The New York Times Co. is moving to diffuse its increasingly hostile confrontation with a pair of activist hedge funds, agreeing to meet with their nominees for the company’s board.
The Gray Lady said it will meet with the four nominees proffered by Harbinger Capital Partners and Firebrand Partners “within the next week or so,” Reuters reports. The hedge funds had complained that, in spite of being the Times Co.’s largest shareholders with a 19% stake, the publisher had refused to meet with their nominees. The Times last week urged shareholders to reject any proxy solicitation from Harbinger.
Harbinger and Firebrand want the Times Co. to focus on its digital media business. The hedge funds have said they are not interested in changing the company’s dual share class system, which gives the Sulzberger family effective control.
Harbinger’s other publishing target, Media General, is proving less pliable.

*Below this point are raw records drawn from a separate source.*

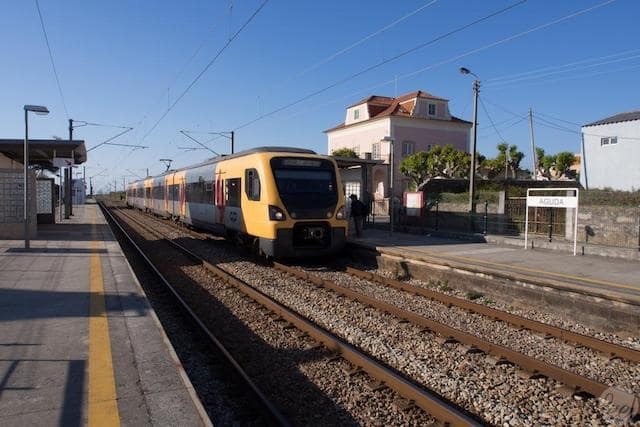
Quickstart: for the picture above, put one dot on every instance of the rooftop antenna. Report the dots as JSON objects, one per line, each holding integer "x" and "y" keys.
{"x": 167, "y": 163}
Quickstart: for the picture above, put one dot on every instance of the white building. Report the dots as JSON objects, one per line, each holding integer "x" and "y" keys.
{"x": 611, "y": 153}
{"x": 415, "y": 122}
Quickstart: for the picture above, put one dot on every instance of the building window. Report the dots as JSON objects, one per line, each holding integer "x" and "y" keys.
{"x": 408, "y": 148}
{"x": 375, "y": 151}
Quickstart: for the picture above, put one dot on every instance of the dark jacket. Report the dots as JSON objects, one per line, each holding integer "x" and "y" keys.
{"x": 358, "y": 208}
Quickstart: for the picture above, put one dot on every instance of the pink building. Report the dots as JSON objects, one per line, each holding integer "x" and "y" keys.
{"x": 415, "y": 122}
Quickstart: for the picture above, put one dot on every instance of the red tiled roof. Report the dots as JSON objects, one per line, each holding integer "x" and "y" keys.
{"x": 620, "y": 117}
{"x": 384, "y": 106}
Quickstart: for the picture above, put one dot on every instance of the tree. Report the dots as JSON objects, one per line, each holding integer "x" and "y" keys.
{"x": 555, "y": 166}
{"x": 508, "y": 159}
{"x": 563, "y": 163}
{"x": 344, "y": 152}
{"x": 443, "y": 162}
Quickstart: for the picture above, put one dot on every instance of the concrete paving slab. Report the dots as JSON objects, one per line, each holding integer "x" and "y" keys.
{"x": 599, "y": 275}
{"x": 45, "y": 339}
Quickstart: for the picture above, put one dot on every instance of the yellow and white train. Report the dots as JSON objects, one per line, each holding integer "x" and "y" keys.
{"x": 284, "y": 202}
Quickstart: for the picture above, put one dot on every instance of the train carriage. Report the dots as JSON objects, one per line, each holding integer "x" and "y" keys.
{"x": 286, "y": 202}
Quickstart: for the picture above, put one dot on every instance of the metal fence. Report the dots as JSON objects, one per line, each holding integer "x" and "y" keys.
{"x": 597, "y": 225}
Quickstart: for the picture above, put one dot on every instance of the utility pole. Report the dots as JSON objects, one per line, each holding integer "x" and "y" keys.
{"x": 474, "y": 135}
{"x": 68, "y": 180}
{"x": 534, "y": 172}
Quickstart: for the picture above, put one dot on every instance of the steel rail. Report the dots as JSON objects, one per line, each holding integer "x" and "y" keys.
{"x": 579, "y": 383}
{"x": 606, "y": 347}
{"x": 427, "y": 400}
{"x": 270, "y": 409}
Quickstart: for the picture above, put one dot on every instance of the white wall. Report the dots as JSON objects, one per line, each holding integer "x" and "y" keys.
{"x": 615, "y": 166}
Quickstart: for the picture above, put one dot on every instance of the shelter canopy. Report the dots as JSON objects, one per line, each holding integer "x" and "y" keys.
{"x": 42, "y": 151}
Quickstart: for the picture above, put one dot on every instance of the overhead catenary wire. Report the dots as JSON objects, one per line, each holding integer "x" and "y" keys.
{"x": 448, "y": 60}
{"x": 383, "y": 62}
{"x": 508, "y": 82}
{"x": 572, "y": 77}
{"x": 555, "y": 67}
{"x": 206, "y": 68}
{"x": 484, "y": 108}
{"x": 184, "y": 66}
{"x": 110, "y": 139}
{"x": 53, "y": 63}
{"x": 360, "y": 41}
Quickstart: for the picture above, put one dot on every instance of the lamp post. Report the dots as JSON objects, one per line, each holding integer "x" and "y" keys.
{"x": 390, "y": 140}
{"x": 472, "y": 171}
{"x": 41, "y": 110}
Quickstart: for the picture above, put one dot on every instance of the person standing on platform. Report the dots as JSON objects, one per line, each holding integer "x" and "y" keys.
{"x": 358, "y": 212}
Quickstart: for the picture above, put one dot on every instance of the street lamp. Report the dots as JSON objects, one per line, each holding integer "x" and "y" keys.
{"x": 472, "y": 172}
{"x": 390, "y": 140}
{"x": 40, "y": 110}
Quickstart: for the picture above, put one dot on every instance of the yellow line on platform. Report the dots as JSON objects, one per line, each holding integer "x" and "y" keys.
{"x": 103, "y": 407}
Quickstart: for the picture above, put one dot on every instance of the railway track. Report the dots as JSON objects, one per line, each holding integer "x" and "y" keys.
{"x": 271, "y": 412}
{"x": 535, "y": 367}
{"x": 414, "y": 394}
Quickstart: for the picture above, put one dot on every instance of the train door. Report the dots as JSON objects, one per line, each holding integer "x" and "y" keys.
{"x": 233, "y": 209}
{"x": 219, "y": 200}
{"x": 183, "y": 197}
{"x": 167, "y": 189}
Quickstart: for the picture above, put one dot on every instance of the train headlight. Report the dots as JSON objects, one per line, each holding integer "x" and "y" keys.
{"x": 276, "y": 214}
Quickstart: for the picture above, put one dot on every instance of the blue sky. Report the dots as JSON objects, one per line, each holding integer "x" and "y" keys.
{"x": 124, "y": 62}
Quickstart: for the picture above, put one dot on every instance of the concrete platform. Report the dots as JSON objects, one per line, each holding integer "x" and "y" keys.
{"x": 602, "y": 292}
{"x": 79, "y": 342}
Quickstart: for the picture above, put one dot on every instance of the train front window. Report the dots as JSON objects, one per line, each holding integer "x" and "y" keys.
{"x": 307, "y": 187}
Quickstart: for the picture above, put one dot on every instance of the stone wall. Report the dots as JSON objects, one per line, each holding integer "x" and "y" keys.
{"x": 11, "y": 204}
{"x": 609, "y": 225}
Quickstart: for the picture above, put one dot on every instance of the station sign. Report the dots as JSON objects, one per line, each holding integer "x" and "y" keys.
{"x": 552, "y": 201}
{"x": 568, "y": 202}
{"x": 413, "y": 202}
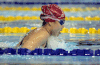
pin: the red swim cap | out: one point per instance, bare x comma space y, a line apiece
51, 13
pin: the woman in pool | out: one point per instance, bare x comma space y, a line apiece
53, 19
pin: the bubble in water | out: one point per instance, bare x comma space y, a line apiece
55, 42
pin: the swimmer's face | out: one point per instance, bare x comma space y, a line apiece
56, 28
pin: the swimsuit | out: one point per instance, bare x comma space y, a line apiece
26, 35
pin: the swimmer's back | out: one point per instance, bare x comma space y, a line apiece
29, 36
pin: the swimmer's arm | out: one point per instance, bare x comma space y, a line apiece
18, 45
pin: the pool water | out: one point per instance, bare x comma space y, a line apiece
11, 40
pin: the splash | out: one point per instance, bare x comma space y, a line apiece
55, 42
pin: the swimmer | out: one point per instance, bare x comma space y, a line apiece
53, 22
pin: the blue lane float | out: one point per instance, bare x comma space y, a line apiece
50, 52
97, 52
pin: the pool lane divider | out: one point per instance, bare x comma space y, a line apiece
64, 30
30, 18
50, 52
65, 9
45, 3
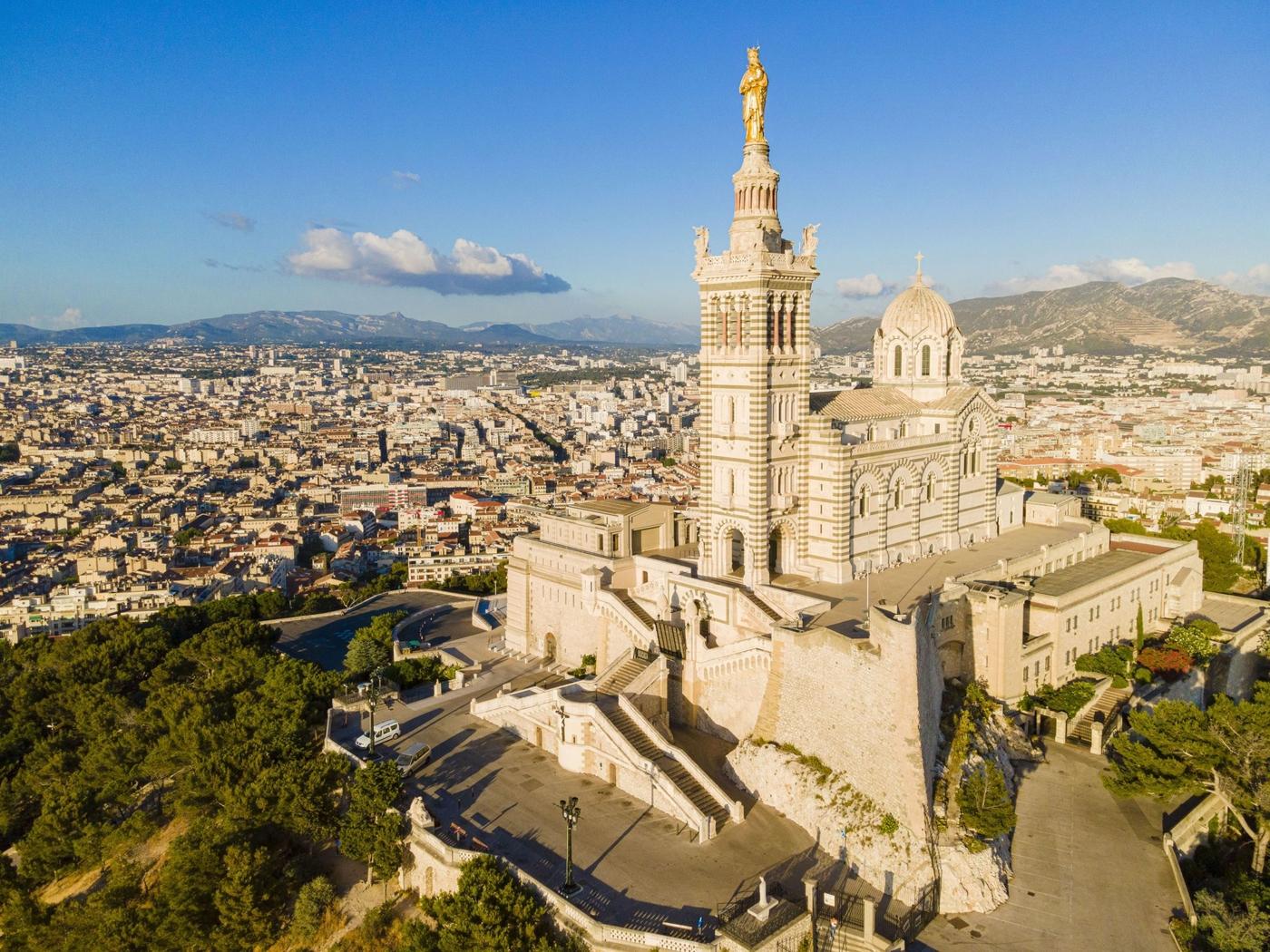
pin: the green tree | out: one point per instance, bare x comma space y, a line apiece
1180, 751
386, 846
986, 803
311, 904
1237, 918
491, 911
245, 898
366, 653
371, 646
372, 791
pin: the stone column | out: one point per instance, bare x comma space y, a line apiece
809, 888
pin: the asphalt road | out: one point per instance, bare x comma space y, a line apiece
638, 866
324, 640
1089, 872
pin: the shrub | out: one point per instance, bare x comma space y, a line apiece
311, 903
1166, 663
1206, 625
1069, 698
1109, 660
419, 670
1193, 641
986, 803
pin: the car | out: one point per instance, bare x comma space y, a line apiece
384, 730
415, 757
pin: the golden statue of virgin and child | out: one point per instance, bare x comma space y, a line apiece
753, 98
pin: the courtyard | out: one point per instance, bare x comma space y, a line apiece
1089, 871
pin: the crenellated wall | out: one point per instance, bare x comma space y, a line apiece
866, 707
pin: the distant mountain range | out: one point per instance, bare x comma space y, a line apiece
1099, 317
338, 327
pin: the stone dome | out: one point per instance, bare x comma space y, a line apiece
918, 310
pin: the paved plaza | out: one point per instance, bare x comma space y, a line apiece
1089, 871
638, 866
324, 638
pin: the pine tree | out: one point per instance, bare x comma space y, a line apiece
986, 803
1177, 749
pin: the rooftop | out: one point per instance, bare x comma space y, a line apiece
904, 584
1091, 570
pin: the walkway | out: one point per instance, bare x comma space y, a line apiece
1089, 872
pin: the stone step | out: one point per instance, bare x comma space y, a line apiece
672, 768
616, 682
637, 609
1107, 704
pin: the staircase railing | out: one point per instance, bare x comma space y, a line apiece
612, 666
734, 808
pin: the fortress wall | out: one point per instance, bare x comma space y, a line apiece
724, 695
869, 708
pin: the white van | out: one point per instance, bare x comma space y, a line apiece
384, 730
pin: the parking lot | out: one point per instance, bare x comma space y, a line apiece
638, 866
324, 638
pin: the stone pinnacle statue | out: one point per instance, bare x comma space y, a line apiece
753, 98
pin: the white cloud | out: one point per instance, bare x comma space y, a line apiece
867, 286
215, 263
231, 219
404, 180
70, 317
1254, 281
405, 260
1127, 270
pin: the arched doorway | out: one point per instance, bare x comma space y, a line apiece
734, 552
778, 556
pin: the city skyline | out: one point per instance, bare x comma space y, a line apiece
186, 192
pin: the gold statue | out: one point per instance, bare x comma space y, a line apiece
753, 98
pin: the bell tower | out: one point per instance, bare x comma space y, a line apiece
755, 370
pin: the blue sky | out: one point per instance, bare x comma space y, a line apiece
167, 162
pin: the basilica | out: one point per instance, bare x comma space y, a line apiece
851, 552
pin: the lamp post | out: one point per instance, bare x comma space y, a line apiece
372, 698
572, 812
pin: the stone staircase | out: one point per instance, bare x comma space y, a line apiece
755, 599
635, 608
1108, 704
672, 768
615, 682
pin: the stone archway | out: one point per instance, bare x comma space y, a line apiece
780, 549
734, 552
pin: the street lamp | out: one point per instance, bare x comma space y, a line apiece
572, 812
372, 698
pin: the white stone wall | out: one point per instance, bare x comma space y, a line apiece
829, 808
866, 708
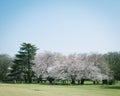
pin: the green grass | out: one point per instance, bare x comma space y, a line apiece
59, 90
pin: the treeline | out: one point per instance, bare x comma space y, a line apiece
27, 67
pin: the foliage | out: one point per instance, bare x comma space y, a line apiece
5, 63
113, 59
22, 67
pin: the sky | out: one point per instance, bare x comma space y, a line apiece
63, 26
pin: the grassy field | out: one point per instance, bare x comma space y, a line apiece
59, 90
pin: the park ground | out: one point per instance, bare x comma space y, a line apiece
59, 90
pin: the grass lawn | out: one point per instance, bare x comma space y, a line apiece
59, 90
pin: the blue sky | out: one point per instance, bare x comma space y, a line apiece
65, 26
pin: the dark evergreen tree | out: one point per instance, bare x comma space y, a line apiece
22, 67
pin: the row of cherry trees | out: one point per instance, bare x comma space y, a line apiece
74, 67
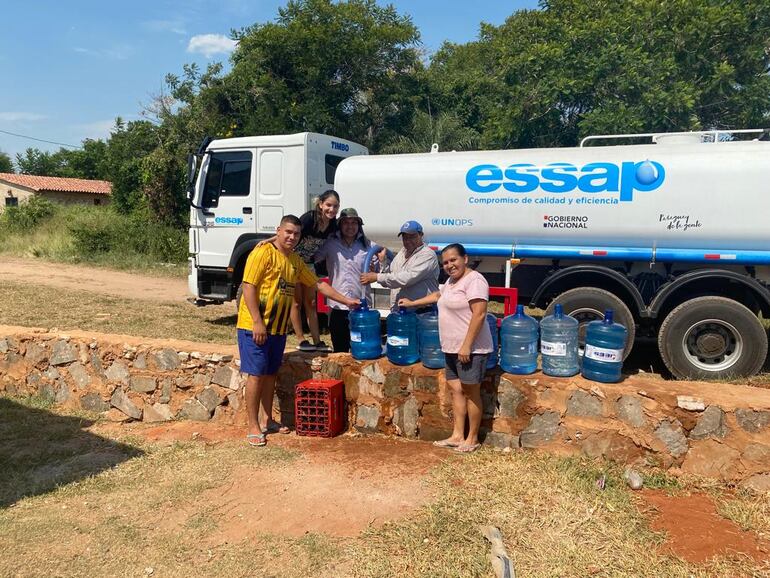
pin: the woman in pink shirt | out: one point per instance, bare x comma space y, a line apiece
465, 340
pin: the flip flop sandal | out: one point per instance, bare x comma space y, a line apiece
306, 346
446, 444
276, 428
259, 439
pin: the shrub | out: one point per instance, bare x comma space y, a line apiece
28, 214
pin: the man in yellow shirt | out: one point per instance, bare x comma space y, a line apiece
272, 270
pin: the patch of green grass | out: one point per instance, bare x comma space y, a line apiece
42, 306
155, 510
93, 235
660, 480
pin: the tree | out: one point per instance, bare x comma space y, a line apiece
6, 165
445, 129
344, 68
548, 77
36, 162
128, 145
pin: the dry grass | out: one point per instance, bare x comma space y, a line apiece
41, 306
554, 519
114, 522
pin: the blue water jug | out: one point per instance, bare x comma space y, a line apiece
402, 344
365, 332
558, 344
603, 355
518, 340
492, 359
430, 347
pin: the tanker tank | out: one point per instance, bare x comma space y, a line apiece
641, 201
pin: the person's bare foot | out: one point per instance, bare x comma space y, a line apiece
448, 443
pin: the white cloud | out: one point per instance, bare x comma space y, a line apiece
96, 129
20, 116
117, 52
211, 44
175, 26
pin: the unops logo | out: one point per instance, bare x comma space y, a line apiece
626, 178
451, 222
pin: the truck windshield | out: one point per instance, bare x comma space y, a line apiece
228, 174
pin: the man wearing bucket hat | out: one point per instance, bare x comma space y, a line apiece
344, 253
413, 272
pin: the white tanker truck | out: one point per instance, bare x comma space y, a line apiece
672, 235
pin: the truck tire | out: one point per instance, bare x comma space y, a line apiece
712, 338
588, 304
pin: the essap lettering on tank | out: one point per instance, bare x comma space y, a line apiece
625, 178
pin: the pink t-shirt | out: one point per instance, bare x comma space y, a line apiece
454, 313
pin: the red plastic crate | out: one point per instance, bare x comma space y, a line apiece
318, 407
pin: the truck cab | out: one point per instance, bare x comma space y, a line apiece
242, 190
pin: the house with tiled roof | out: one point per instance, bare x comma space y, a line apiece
15, 189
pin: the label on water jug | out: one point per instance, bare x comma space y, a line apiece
553, 348
528, 348
602, 354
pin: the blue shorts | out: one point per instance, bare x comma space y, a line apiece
262, 359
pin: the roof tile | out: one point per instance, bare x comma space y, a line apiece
58, 184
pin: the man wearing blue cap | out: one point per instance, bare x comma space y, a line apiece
413, 273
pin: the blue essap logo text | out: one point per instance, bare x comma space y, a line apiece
229, 220
625, 179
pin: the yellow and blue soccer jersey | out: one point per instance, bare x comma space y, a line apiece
274, 275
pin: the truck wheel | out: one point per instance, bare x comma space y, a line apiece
588, 304
712, 338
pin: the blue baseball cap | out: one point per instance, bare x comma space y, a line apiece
410, 227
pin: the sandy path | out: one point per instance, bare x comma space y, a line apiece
95, 279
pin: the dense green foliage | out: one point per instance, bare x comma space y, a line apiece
6, 164
355, 69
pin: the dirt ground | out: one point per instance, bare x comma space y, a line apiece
339, 486
695, 531
98, 280
344, 485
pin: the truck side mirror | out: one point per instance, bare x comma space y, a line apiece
192, 165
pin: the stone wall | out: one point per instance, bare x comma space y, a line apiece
715, 430
126, 380
711, 429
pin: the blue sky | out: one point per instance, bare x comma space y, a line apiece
70, 67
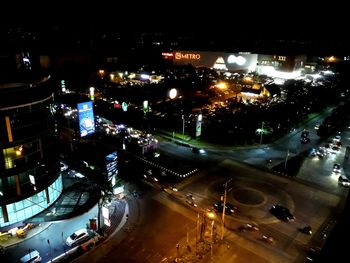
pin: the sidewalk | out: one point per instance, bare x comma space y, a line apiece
76, 199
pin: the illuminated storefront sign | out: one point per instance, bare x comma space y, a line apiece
188, 56
239, 60
167, 55
111, 165
86, 118
199, 125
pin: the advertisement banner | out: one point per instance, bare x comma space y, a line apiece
86, 118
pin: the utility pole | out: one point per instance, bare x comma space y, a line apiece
183, 124
211, 237
261, 132
223, 209
285, 163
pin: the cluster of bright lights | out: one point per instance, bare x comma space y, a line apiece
232, 59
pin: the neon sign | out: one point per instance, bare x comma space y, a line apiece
193, 56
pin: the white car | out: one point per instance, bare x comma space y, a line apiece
31, 257
337, 138
63, 166
77, 237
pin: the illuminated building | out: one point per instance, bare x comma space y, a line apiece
29, 178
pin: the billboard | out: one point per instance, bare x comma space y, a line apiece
86, 118
111, 165
221, 61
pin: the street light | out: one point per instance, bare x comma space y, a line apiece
223, 209
48, 241
261, 132
183, 124
211, 238
285, 163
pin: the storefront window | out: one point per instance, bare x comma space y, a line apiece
33, 205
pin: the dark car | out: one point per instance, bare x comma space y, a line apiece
313, 254
229, 208
305, 140
282, 213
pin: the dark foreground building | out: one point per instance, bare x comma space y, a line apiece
29, 177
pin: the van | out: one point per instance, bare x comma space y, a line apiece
31, 257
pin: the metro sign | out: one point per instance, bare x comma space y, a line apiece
187, 56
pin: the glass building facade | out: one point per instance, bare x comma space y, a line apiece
29, 176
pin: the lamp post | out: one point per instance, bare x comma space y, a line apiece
211, 238
48, 241
223, 209
183, 124
261, 132
285, 163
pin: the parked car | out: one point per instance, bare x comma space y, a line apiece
344, 181
282, 213
77, 237
32, 257
336, 168
229, 208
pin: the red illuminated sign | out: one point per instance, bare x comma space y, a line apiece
188, 56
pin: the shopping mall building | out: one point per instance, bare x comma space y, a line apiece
271, 65
29, 177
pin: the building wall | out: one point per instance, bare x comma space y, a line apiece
29, 175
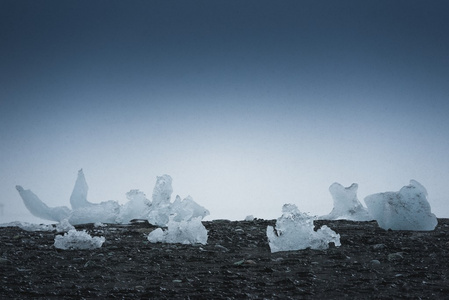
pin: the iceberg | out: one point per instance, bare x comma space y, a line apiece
137, 207
180, 210
157, 212
40, 209
74, 240
407, 209
183, 232
84, 211
295, 231
346, 204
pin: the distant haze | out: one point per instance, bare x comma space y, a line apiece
246, 104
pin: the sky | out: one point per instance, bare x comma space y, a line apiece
248, 105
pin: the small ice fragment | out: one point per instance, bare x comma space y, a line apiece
78, 199
407, 209
78, 240
64, 226
294, 231
29, 226
249, 218
183, 232
137, 207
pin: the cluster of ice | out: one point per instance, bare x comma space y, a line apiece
183, 232
295, 231
163, 210
346, 204
157, 212
407, 209
78, 240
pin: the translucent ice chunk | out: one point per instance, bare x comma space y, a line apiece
180, 210
78, 199
29, 226
294, 231
104, 212
184, 232
137, 207
162, 191
346, 204
407, 209
40, 209
78, 240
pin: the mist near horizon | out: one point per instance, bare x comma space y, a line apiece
246, 105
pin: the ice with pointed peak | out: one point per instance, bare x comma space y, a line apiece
40, 209
295, 231
138, 206
183, 232
162, 191
78, 198
346, 204
407, 209
180, 210
87, 212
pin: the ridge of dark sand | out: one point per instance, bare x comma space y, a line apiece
236, 263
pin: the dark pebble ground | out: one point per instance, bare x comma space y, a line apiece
236, 263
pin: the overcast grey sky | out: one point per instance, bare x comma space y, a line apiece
246, 104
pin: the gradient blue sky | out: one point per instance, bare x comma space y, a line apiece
246, 104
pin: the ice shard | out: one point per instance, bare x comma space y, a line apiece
180, 210
39, 209
137, 207
183, 232
407, 209
346, 204
157, 212
78, 199
295, 231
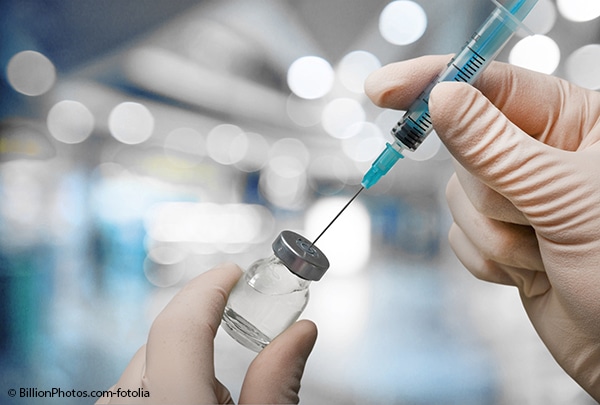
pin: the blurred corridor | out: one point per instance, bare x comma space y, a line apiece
143, 142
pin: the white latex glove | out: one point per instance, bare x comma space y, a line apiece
526, 196
176, 366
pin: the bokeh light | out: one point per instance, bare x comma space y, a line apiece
541, 19
354, 69
303, 112
583, 67
339, 115
283, 181
402, 22
579, 10
185, 141
536, 52
131, 123
31, 73
366, 143
310, 77
256, 155
227, 144
70, 122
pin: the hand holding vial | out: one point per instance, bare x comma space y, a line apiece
176, 366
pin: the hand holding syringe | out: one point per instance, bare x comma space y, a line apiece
480, 50
466, 66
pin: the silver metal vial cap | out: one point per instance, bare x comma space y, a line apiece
305, 261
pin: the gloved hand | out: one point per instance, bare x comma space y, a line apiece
526, 194
176, 365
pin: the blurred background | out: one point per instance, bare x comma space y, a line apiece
143, 142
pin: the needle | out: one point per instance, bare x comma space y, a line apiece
336, 217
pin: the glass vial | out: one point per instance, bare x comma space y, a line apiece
273, 292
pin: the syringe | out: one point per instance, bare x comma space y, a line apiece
480, 50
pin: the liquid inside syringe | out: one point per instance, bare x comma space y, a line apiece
466, 66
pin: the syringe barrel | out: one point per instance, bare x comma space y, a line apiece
475, 56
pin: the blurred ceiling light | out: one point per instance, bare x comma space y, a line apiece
366, 143
328, 169
131, 123
256, 154
579, 10
283, 181
310, 77
70, 121
293, 148
583, 67
185, 141
227, 144
30, 73
348, 242
354, 69
402, 22
536, 52
541, 19
303, 112
339, 115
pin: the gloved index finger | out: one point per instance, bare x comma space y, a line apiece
180, 348
528, 99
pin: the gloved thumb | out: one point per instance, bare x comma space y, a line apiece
274, 375
493, 149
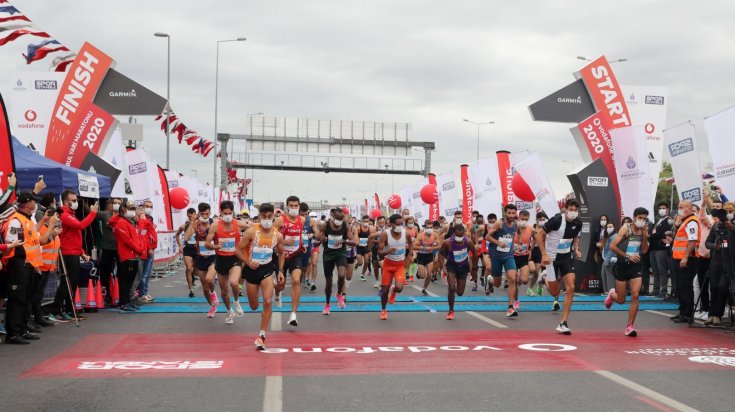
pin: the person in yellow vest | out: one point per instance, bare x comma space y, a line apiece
48, 226
686, 241
22, 264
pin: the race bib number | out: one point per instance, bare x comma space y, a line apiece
262, 255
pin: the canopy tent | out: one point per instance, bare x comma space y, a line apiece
29, 165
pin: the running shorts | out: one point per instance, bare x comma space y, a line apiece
393, 270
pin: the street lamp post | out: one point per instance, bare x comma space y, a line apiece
216, 101
478, 124
168, 93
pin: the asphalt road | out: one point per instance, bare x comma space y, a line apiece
353, 361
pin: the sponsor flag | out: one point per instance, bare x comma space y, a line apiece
7, 160
632, 168
681, 147
647, 107
720, 129
532, 170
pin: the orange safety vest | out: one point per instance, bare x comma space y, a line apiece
32, 243
681, 240
49, 252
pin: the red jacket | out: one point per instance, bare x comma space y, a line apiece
71, 231
129, 244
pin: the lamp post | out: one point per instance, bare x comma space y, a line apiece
478, 133
216, 101
168, 93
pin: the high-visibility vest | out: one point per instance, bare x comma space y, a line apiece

The Richmond, Va.-based company, which publishes the Richmond Times-Dispatch and the Tampa (Fla.) Tribune, is urging its shareholders to reject Harbinger’s nominees to its board.
“The board does not believe this is in the company’s best interest and strongly urges you not to sign any proxy cards sent to you by Harbinger,” it wrote in its preliminary proxy statement.
Like the Times Co., Media General boasts a dual-share structure giving the Bryan family control of its board. Harbinger owns a 20% stake of that media company.